The IoE has the potential to save $10 billion per year in waste management, thanks to connected garbage cans with sensors that tell trucks if they’re full or empty. The technology could have a positive effect on the cost of lighting streets as well, by reducing energy consumption up to 70 percent.

2014 will be pivotal year for the IoE and connected machines, Chambers added. No longer a technology concept on the periphery, IoE’s mindshare has grown considerably among business and government leaders alike over the past year. For example, Chambers said that at last year’s CES, he likely would have had to explain what the IoE is. Today, that’s no longer true.

Chambers thinks the impact of the IoE will exceed even the invention of the World Wide Web. In 2010, there were 10 billion or so connected devices. That number is predicted to grow to 50 billion by 2020, which “is probably way too low,” said Chambers. By 2017, he expects the IoE “will be five to 10 times more impactful in one decade than the whole Internet to date has been.”

Hola, Internet of Everything!

At one point during Chambers’ keynote, Forbes noted that he showed a video featuring Sarah Silverman talking about the IoE and how she “can totally see how this is going to change my entire life,” after which Chambers called the comedian, actor and writer onto the stage to join him.

Silverman told the audience, “I’m here to talk to you about the new Internet of Everything. It’ll cook your food for you, drive your car and make you more interesting. … And if you order it now, you will get a free set of Ginsu knives.”

A second, more serious video followed about fifteen minutes later, featuring the city of Barcelona, Spain, and how it has put the IoE into practice in the real world. Afterward, the city’s deputy mayor, Antoni Vives, came out on stage to tell the audience about how Barcelona has become a smart city.

“We've been working on the concept for a while because we're obsessed with the quality of life of our people,” Vives said. He then went through several brick-and-mortar examples of how the IoE is already impacting the lives of Barcelona citizens for the better. He spoke of how smart water is saving the city $58 million a year, for instance, and how Barcelona has increased parking fee revenue by $50 million, thanks to networkable smart devices.
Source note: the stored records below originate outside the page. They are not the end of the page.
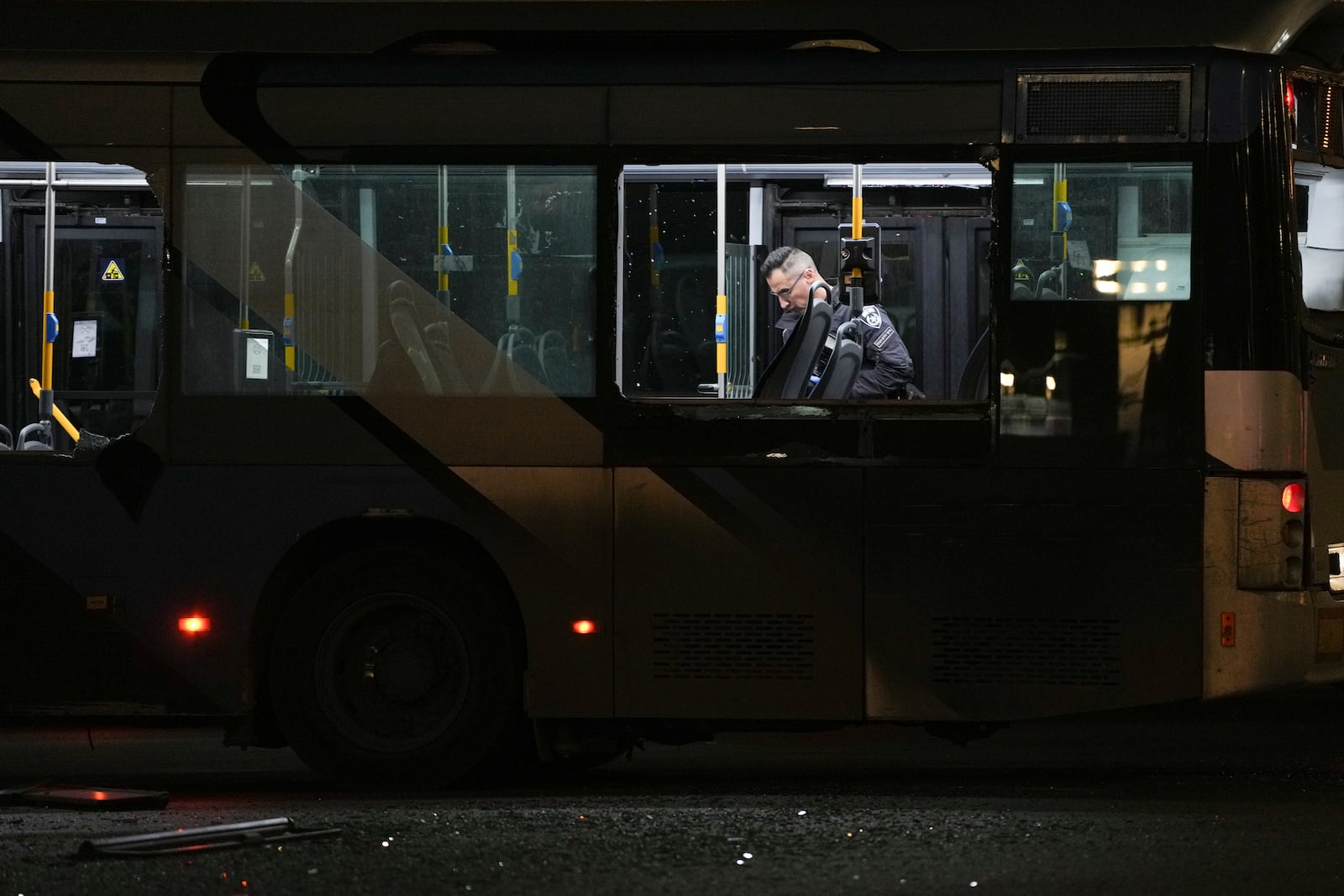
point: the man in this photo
(792, 277)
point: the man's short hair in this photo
(790, 259)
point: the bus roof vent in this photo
(1104, 107)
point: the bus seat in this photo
(409, 335)
(555, 362)
(1323, 244)
(974, 376)
(35, 437)
(515, 349)
(790, 372)
(1047, 286)
(440, 347)
(1323, 278)
(843, 369)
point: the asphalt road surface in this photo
(1234, 797)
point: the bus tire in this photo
(396, 668)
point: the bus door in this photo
(108, 302)
(934, 285)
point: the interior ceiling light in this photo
(837, 43)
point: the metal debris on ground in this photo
(190, 840)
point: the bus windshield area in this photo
(396, 280)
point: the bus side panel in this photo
(1001, 594)
(206, 540)
(738, 593)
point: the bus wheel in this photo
(396, 668)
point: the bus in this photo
(398, 380)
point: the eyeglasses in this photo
(785, 291)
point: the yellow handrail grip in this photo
(55, 411)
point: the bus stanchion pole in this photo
(721, 308)
(51, 327)
(857, 250)
(55, 411)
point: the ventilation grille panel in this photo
(988, 651)
(1104, 107)
(734, 645)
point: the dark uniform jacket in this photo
(886, 362)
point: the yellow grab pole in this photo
(49, 309)
(55, 411)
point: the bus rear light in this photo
(1270, 535)
(194, 625)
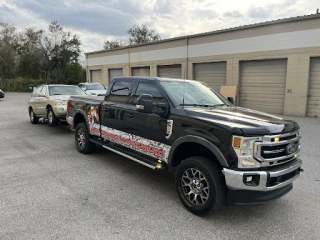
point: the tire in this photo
(82, 139)
(33, 118)
(200, 185)
(52, 119)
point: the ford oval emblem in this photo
(291, 148)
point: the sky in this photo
(96, 21)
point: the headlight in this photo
(60, 102)
(243, 146)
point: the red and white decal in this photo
(152, 148)
(93, 120)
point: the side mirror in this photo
(230, 99)
(144, 103)
(163, 109)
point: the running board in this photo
(155, 166)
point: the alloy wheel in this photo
(195, 186)
(81, 137)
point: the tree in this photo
(112, 44)
(59, 49)
(9, 45)
(142, 34)
(31, 57)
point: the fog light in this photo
(247, 162)
(252, 180)
(249, 179)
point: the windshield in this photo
(95, 87)
(195, 94)
(65, 90)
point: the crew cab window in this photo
(120, 91)
(44, 90)
(149, 88)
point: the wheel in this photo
(52, 119)
(33, 118)
(82, 139)
(200, 185)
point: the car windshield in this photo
(65, 90)
(194, 94)
(95, 87)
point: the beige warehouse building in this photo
(275, 65)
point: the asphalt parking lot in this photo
(50, 191)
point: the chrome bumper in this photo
(235, 180)
(60, 111)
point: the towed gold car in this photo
(50, 102)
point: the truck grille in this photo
(275, 150)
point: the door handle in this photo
(130, 115)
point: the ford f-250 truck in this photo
(220, 153)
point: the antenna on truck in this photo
(185, 72)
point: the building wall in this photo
(295, 40)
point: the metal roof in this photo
(283, 20)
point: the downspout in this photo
(187, 59)
(129, 67)
(87, 70)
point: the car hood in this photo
(243, 121)
(60, 97)
(97, 91)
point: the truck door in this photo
(34, 101)
(42, 101)
(115, 104)
(148, 126)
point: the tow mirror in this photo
(163, 109)
(144, 103)
(230, 99)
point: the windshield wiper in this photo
(202, 105)
(219, 105)
(119, 89)
(194, 105)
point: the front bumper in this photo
(273, 179)
(60, 111)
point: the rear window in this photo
(65, 90)
(121, 88)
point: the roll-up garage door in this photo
(262, 85)
(170, 71)
(214, 74)
(140, 71)
(313, 109)
(117, 72)
(96, 75)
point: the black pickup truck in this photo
(220, 153)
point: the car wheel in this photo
(82, 139)
(52, 119)
(33, 118)
(200, 185)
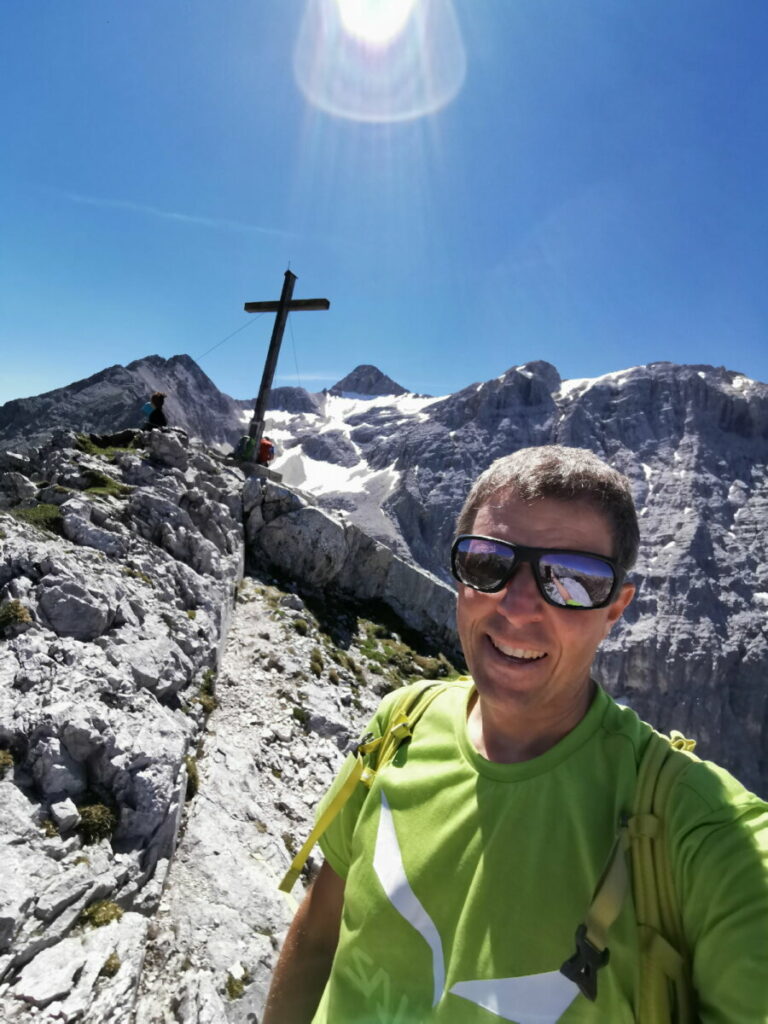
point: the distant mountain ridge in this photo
(692, 439)
(112, 399)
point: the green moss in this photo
(97, 821)
(289, 841)
(13, 613)
(103, 911)
(300, 714)
(42, 515)
(193, 776)
(235, 986)
(315, 662)
(111, 966)
(104, 485)
(207, 692)
(86, 444)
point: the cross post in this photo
(282, 307)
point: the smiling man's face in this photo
(522, 652)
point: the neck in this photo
(511, 735)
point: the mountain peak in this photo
(367, 380)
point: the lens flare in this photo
(375, 22)
(380, 60)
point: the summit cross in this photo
(284, 305)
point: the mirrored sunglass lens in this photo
(482, 564)
(576, 581)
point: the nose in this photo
(520, 598)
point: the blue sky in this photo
(583, 182)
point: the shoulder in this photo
(705, 793)
(406, 698)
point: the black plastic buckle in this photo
(582, 968)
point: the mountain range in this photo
(692, 439)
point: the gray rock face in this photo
(325, 553)
(124, 609)
(116, 597)
(112, 400)
(367, 380)
(331, 446)
(692, 653)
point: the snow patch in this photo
(585, 383)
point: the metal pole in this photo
(256, 427)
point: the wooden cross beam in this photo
(282, 307)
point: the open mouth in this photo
(518, 654)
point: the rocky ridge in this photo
(118, 574)
(113, 398)
(693, 440)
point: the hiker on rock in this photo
(532, 852)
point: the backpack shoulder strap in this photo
(663, 954)
(665, 961)
(369, 757)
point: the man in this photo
(452, 890)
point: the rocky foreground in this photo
(125, 723)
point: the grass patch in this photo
(43, 516)
(193, 777)
(207, 692)
(111, 966)
(300, 714)
(316, 664)
(104, 485)
(97, 821)
(86, 444)
(237, 986)
(13, 613)
(103, 911)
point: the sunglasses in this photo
(574, 580)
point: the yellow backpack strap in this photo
(665, 963)
(592, 936)
(379, 751)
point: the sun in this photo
(375, 22)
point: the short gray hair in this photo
(564, 474)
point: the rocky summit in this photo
(693, 440)
(167, 726)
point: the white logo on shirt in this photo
(534, 998)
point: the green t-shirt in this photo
(466, 880)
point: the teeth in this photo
(528, 655)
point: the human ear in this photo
(615, 610)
Vives added that Barcelona has created 47,000 new jobs through these and other smart city initiatives.

The IoE is now the backbone of all of Barcelona’s tech initiatives, making the city a leader in its application worldwide, according to Vives. “We get 180 official visits per year. Once every two days, I have a mayor of another city in my office,” he explained.

The IT Response

In discussing how IT shops will need to respond to the new IoE economy, Chambers said, “It’s going to be a new kind of IT. It’s going to, first of all, have to be very simple to use.” So IT leaders should prioritize services that can be deployed quickly — say, in a week — rather than offer those that take months or longer to develop.

Last month, Cisco became a founding member of the AllSeen Alliance, an organization tasked with helping to make this prioritization as easy and seamless as possible. Created under the auspices of the Linux Foundation, the purpose of the alliance is to develop an open-source framework for interoperability that would assist in fulfilling the IoE’s promise for business, IT and real-world consumers.

While clearly the result of advances in technology in a number of different areas (such as RFID, wireless, data, miniaturization), the IoE “will be bigger than anything that’s ever been done in high tech in a decade,” Chambers said, as it “is not about technology at all” — rather, “it’s about how it changes peoples’ lives.”

“We used to think, if you have connectivity, that would do the job. But that doesn’t work,” Chambers said. “You have to get the right data to the right device at the right time, to the right person or machine, to be able to make the right decision.”

In Chambers’ view, the IoE is the engine enabling these smarter connections to happen.